ひん曲がっている
わたしの毛根はひん曲がっています。
くせ毛は、毛根の形が曲がっているために生えてくる髪がうねってしまうというのをご存知でしょうか。うちは父も母もくせ毛。疑いようもなく、わたしの毛根はひん曲がっているのです。
「あいは、その髪で飛べるんでしょう」
中学の担任に言われました。
中学時代まで髪を短くしていたので、顔のすぐ横、こめかみあたりにかかる髪がピンと外ハネしました。まるで顔の横に羽が生えたようなシルエット。長く伸ばせば重力に負けるため、それ以来、ロングヘアになりました。
10年後。
なんで、シャワーを浴びた直後だというのにはねているのでしょう。人生で1番髪を短くして、毛先が肩につくことはありません。でも、襟足を離れてすぐの後ろ髪が、ピンと左に大きくなびいているのが鏡越しに見えます。風もないのに流れる髪。寝癖でもないのに、しっとりと濡れているのにはねる髪。
これはもう、毛根がひん曲がっているとしか言いようがありません。
鏡に、髪をアイロンで撫でつけ、ハードタイプのヘアスプレーでガチガチにかためた、中学時代のわたしがちらりと映りました。必死になって押さえつけて、こめかみのところなんて不自然な束になっています。でも、これがはね上がって羽のようなシルエットを作るよりマシでした。

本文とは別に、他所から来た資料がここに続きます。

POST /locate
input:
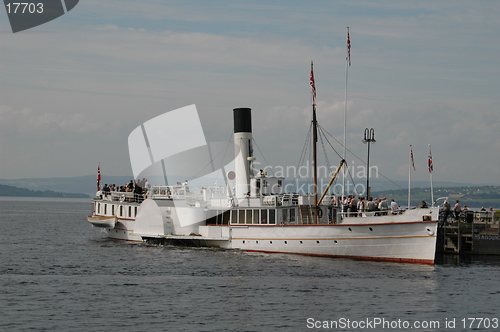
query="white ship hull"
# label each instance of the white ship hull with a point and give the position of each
(409, 237)
(411, 242)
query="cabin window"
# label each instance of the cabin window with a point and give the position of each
(272, 216)
(248, 216)
(255, 216)
(263, 216)
(241, 216)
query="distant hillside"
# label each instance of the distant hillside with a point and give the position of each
(22, 192)
(472, 196)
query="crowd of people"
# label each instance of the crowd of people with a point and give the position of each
(139, 187)
(356, 206)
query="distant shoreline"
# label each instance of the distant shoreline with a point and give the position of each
(11, 191)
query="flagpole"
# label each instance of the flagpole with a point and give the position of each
(409, 176)
(431, 168)
(347, 64)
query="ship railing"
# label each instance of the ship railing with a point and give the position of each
(124, 197)
(168, 192)
(364, 214)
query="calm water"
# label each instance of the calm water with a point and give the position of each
(57, 273)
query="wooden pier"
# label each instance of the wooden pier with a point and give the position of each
(475, 232)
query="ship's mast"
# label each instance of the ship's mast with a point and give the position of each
(347, 65)
(314, 143)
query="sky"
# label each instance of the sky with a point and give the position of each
(423, 72)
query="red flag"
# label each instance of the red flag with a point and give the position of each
(99, 176)
(313, 86)
(431, 166)
(348, 47)
(412, 159)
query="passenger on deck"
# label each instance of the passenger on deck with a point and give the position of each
(371, 205)
(394, 207)
(105, 189)
(423, 205)
(447, 210)
(353, 206)
(457, 209)
(361, 205)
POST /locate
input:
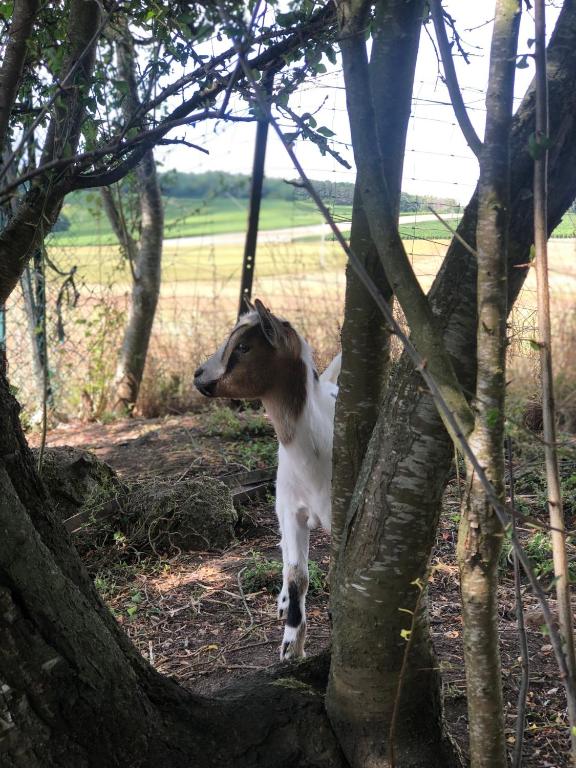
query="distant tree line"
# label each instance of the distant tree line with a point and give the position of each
(212, 184)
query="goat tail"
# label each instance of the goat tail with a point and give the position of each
(333, 370)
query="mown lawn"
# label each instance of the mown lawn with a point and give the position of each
(190, 217)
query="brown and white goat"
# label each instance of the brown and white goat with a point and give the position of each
(264, 358)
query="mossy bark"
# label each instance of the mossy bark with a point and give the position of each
(389, 530)
(76, 693)
(480, 536)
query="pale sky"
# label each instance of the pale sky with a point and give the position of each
(438, 160)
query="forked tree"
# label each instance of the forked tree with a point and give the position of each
(75, 691)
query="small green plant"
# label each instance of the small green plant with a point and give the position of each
(223, 421)
(255, 454)
(135, 602)
(539, 549)
(264, 575)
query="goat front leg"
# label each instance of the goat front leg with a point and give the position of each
(292, 598)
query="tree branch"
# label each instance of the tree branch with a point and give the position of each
(14, 58)
(37, 213)
(451, 79)
(384, 229)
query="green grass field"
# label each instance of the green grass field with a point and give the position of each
(190, 217)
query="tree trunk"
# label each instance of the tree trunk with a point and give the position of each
(480, 537)
(77, 693)
(145, 256)
(391, 523)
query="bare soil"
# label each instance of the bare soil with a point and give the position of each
(192, 618)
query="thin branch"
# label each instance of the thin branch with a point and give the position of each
(451, 79)
(23, 16)
(443, 407)
(523, 641)
(59, 87)
(454, 233)
(559, 555)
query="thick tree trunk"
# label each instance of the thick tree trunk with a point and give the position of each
(361, 703)
(393, 516)
(481, 534)
(77, 694)
(145, 256)
(365, 335)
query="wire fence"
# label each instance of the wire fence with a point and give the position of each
(300, 274)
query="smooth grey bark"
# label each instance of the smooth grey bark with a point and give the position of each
(363, 698)
(365, 335)
(12, 68)
(41, 206)
(554, 490)
(76, 693)
(144, 255)
(480, 536)
(391, 523)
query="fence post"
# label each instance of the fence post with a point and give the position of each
(249, 259)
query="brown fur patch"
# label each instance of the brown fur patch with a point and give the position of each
(275, 374)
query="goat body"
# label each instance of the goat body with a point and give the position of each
(265, 358)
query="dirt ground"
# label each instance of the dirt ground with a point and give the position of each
(195, 618)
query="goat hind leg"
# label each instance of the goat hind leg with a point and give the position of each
(292, 599)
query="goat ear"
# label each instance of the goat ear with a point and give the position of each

その姿を振り払うように、オイルを馴染ませ、ブラシを通しながらドライヤーをかけ、ワックスで仕上げるわたしがいます。忌々しいくせ毛。その想いは今も昔も変わりません。でも、あの頃はもっと暗い顔をして、鏡と睨めっこしていました。はねてしまった髪を撫でつけて、それでもひん曲がるので、まあ、もういいでしょう。
オレンジのアイシャドウをのせて、テラコッタリップをひいて。
ノースリーブに、ドルマン袖のカーディガン。
大ぶりのピアスが揺れるので、はねた髪なんて気になりません。
あの頃のわたしに、教えてあげたいと思いました。